Optimization driven Multi-hop Network Design and Experimentation

OPNEX delivers a first principles approach to the design of architectures and protocols for multi-hop wireless networks. Systems and optimization theory is used as the foundation for algorithms that provably achieve full transport capacity of wireless systems. Subsequently a plan for converting the algorithms termed in abstract network models to protocols and architectures in practical wireless systems is given. Finally a validation methodology through experimental protocol evaluation in real network test-beds is proposed.

OPNEX will use recent advances in system theoretic network control, including the back-pressure principle, max-weight scheduling, utility optimization congestion control and primal-dual method for extracting network algorithms. These approaches exhibited already vast potential for achieving maximum capacity and full exploitation of resources in abstract network models and found their way to reality in high performance switching architectures and recent variants of TCP that embody the primal-dual optimization principle.

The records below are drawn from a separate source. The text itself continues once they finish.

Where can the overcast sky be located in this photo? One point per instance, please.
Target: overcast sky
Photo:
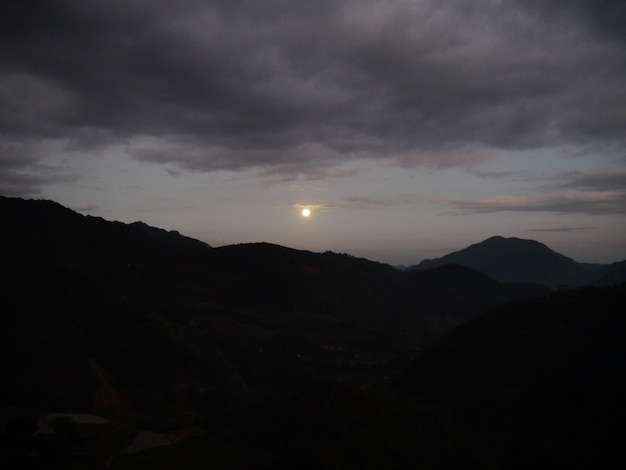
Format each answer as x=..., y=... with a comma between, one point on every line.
x=409, y=128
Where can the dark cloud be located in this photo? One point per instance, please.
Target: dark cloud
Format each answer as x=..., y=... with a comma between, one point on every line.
x=608, y=179
x=594, y=192
x=587, y=202
x=561, y=229
x=293, y=88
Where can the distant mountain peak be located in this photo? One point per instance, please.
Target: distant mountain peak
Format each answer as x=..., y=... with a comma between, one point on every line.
x=515, y=260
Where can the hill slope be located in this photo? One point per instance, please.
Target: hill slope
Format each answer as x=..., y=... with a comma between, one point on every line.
x=516, y=260
x=540, y=383
x=93, y=305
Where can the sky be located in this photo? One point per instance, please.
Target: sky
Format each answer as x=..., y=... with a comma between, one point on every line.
x=409, y=128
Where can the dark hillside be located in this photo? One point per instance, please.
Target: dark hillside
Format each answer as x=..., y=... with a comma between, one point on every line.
x=516, y=260
x=540, y=383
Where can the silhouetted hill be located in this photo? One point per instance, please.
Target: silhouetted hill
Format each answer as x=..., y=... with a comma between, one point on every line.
x=125, y=301
x=539, y=383
x=517, y=260
x=270, y=357
x=40, y=229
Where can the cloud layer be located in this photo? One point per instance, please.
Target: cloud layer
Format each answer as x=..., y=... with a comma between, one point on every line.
x=294, y=88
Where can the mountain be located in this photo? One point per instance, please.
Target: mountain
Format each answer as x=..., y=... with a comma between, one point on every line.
x=48, y=231
x=262, y=356
x=537, y=381
x=518, y=260
x=106, y=305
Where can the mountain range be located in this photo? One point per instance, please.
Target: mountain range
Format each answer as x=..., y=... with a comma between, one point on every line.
x=519, y=260
x=264, y=356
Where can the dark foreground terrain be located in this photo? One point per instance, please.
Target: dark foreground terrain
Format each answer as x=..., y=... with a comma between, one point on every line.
x=259, y=356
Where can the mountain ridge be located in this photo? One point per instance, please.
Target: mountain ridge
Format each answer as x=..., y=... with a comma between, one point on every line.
x=521, y=260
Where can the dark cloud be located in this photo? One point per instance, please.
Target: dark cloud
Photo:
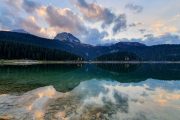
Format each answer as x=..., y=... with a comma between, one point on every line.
x=134, y=8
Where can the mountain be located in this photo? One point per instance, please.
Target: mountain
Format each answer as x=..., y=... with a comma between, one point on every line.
x=68, y=43
x=25, y=46
x=20, y=31
x=67, y=37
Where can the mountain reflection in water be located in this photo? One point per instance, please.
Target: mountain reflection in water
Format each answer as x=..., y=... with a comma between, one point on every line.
x=101, y=91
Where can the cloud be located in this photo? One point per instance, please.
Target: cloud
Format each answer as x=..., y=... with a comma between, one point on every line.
x=163, y=39
x=95, y=37
x=14, y=4
x=65, y=19
x=135, y=24
x=96, y=13
x=161, y=28
x=134, y=8
x=29, y=6
x=120, y=24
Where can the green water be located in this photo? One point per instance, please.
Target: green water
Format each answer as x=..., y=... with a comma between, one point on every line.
x=90, y=91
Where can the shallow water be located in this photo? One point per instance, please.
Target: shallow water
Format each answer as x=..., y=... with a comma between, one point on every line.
x=89, y=92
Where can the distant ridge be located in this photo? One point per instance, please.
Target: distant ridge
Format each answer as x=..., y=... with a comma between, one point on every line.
x=64, y=36
x=68, y=43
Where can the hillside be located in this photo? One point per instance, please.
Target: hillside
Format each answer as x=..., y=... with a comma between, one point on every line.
x=27, y=46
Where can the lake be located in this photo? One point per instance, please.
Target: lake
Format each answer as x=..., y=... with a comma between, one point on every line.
x=90, y=92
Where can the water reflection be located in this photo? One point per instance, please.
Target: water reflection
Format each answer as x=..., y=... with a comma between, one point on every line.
x=95, y=99
x=19, y=79
x=102, y=91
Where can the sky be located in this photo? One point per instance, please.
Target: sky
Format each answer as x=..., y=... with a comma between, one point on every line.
x=96, y=21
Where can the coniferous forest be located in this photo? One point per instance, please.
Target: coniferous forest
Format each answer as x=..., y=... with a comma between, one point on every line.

Wireless, the fastest growing component of internet today, is also the least understood for the designer due to mobility, rapidly changing topology, radio link unpredictability and volatile load distribution among others. Current approaches used in practice for multi-hop wireless, the basic communication infrastructure for sensor network extensions of the internet, are mostly empirical and heuristic. Our system optimization approach will provide a rigorous integrated system design framework from physical up to network and transport layer that renders itself to validation and comparison with the theoretically optimal performance in terms of throughput, spectrum and energy utilization. The adopted approach on decentralization, communication and computational complexity reduction as well as autonomous operation will lead to implementable algorithms and architectures to be validated eventually in the proposed test-beds.